Details
-
Bug
-
Status: Resolved
-
Major
-
Resolution: Not A Problem
-
0.10.2.0
-
None
-
None
Description
This issue is related to the recovery process of a global store. It might be that I'm misunderstanding the design of the global store as it's all quite new to me, but I wanted to verify this case.
I'm trying to create a global store with a processor which transforms the values from the source and puts them into the state store, and I want all these transformed values to be available in every streams job (therefore the use of a global store)
I'll give you an example which I created based on an existing Kafka Streams unit test:
final StateStoreSupplier storeSupplier = Stores.create("my-store") .withStringKeys().withIntegerValues().inMemory().disableLogging().build(); final String global = "global"; final String topic = "topic"; final KeyValueStore<String, String> globalStore = (KeyValueStore<String, String>) storeSupplier.get(); final TopologyBuilder topologyBuilder = this.builder .addGlobalStore(globalStore, global, STRING_DESERIALIZER, STRING_DESERIALIZER, topic, "processor", define(new ValueToLengthStatefulProcessor("my-store"))); driver = new ProcessorTopologyTestDriver(config, topologyBuilder); driver.process(topic, "key1", "value1", STRING_SERIALIZER, STRING_SERIALIZER); driver.process(topic, "key2", "value2", STRING_SERIALIZER, STRING_SERIALIZER); assertEquals("value1".length(), globalStore.get("key1")); assertEquals("value2".length(), globalStore.get("key2"));
The ValueToLengthStatefulProcessor basically takes the incoming value, calculates the length of the string, and puts the result in the state store.
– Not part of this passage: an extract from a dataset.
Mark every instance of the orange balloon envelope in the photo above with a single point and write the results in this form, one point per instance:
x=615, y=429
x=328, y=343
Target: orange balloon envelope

Note the difference in types between the source stream (string values) and the data store (integer values)
If I understand global stores correctly and based on what I've tried out already, the stream of data runs like this:
a source stream named "global" reading values from a Kafka topic called "topic" -> ValueToLengthStatefulProcessor -> "my-store" state store
However, when the streams job starts up it runs the recovery process by reading out the source stream again. I've noticed that in this case it seems to skip the processor entirely and acts like the source stream is the changelog of the state store, making the data flow like this during the recovery process:
source stream -> "my store" state store
Because it acts like the source stream is the changelog of the state store, it also tries to use the deserializer of the state store. This won't work since the values of the state store should be integers, while the values in the source stream are strings.
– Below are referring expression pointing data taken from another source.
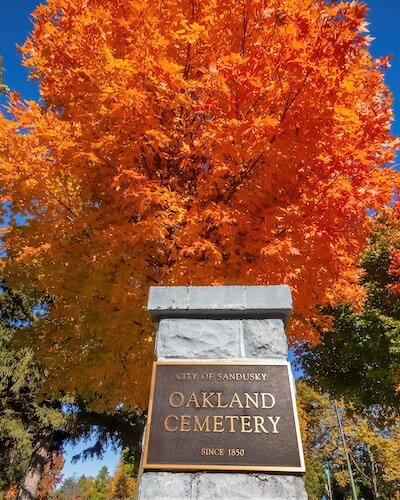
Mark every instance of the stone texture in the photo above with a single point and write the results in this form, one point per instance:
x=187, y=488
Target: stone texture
x=157, y=485
x=238, y=322
x=220, y=302
x=198, y=338
x=264, y=338
x=220, y=485
x=230, y=486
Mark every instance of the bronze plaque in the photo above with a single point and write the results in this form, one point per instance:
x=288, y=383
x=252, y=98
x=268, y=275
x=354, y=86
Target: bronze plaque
x=223, y=416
So all this will startup nicely as long as the source stream has no values yet. However, once the source stream has (string) values, the startup recovery process will fail since it will be sourcing directly to the state store instead of passing the source values to the processor.
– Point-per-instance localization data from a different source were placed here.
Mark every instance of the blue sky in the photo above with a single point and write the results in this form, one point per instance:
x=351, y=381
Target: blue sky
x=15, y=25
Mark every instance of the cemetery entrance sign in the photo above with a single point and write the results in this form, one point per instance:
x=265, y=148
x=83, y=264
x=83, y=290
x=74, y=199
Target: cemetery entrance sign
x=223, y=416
I believe this is caused by the following line of code in TopologyBuilder.addGlobalStore, which connects the store directly to the source topic.
https://github.com/apache/kafka/blob/0.10.2.0/streams/src/main/java/org/apache/kafka/streams/processor/TopologyBuilder.java#L507
Please let me know if I'm totally misunderstanding how global stores should work. But I think this might be a crucial bug or design flaw.